The University of Kansas Libraries are pleased to announce the recipients of the second annual Alyce Hunley Whayne Visiting Researchers Travel Award. Dr. Zeb Baker, Jeffery Williams and Paul Fowler III were selected for their research efforts surrounding the African American experience in the Kansas region.
“It’s so exciting to be able to support scholars from across the country who are pursuing such important work,” said Beth Whittaker, assistant dean of distinctive collections and director of the Kenneth Spencer Research Library. “Each year, our pool of applicants expands, and our three 2017 recipients highlight the range and breadth of research emerging from the African American experience collection.”
Zeb Baker, senior associate director of the university’s honor program at Miami University in Ohio, will explore research for his book manuscript, “Playing the Game of Segregation: Race and college football in the postwar Midwest.” The book examines the Black athlete experience at Midwestern universities and investigates the growth in Black participation in KU athletics in the mid-20th century.
Jeffery Williams, a doctoral student in history at the University of South Carolina, plans to use Spencer materials to write a history of Topeka in the years before and after the Brown v. Board of Education ruling. Williams will examine the papers of attorney Charles Scott and the Douglas County criminal and civil court records to document the legal struggles surrounding these events.

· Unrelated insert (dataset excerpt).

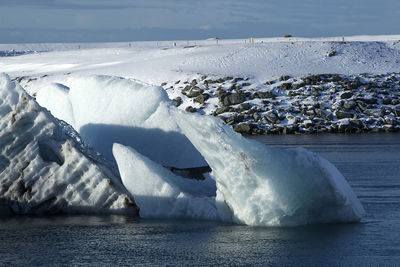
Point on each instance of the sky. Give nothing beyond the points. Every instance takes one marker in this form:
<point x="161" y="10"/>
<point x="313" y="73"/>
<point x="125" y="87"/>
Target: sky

Paul Fowler III, a doctoral student in Afro-American studies at the University of Massachusetts, Amherst, will examine archival materials centering on the Congress of Racial Equality in the city of Lawrence extending from the 1940s through the 1960s. His dissertation project will explore various Civil Rights organizations in the Midwest during this period.
The Alyce Hunley Whayne Visiting Researchers Travel Award extends travel funds to any faculty member, undergraduate, graduate student or independent researcher who is undertaking a research project on the African American experience in Kansas using materials in the Kenneth Spencer Research Library. The library holds significant collections on the African American experience, including personal and family papers and organizational records, providing a valuable repository for primary sources. The travel assistance will aid Baker, Williams and Fowler in utilizing Spencer’s collections for their ongoing research.
Each recipient will spend one week in Spencer, concluding with a public presentation that details their work.
The award was made possible by a generous gift from Sandra Gautt in honor of her late mother, Alyce Hunley Whayne. Gautt has also donated family papers to the Kansas Collection in the Spencer Research Library.
“We are continuously grateful for Sandra’s generosity, allowing us an expanded collection for scholars to access,” said Kevin L. Smith, dean of KU Libraries. “KU Libraries are delighted to host these three researchers, and we look forward to their on-campus presentations and to the finished research.”
The University of Kansas Libraries make up the largest library system in Kansas. KU Libraries have more than 4.2 million print volumes in seven campus facilities, including a state-of-the-art offsite storage facility. The Libraries have extensive international holdings, including notable collections in Slavic, Latin America and East Asian studies. The Kenneth Spencer Research Library is recognized worldwide for its rare book, manuscript, and archival holdings in history, literature and natural history.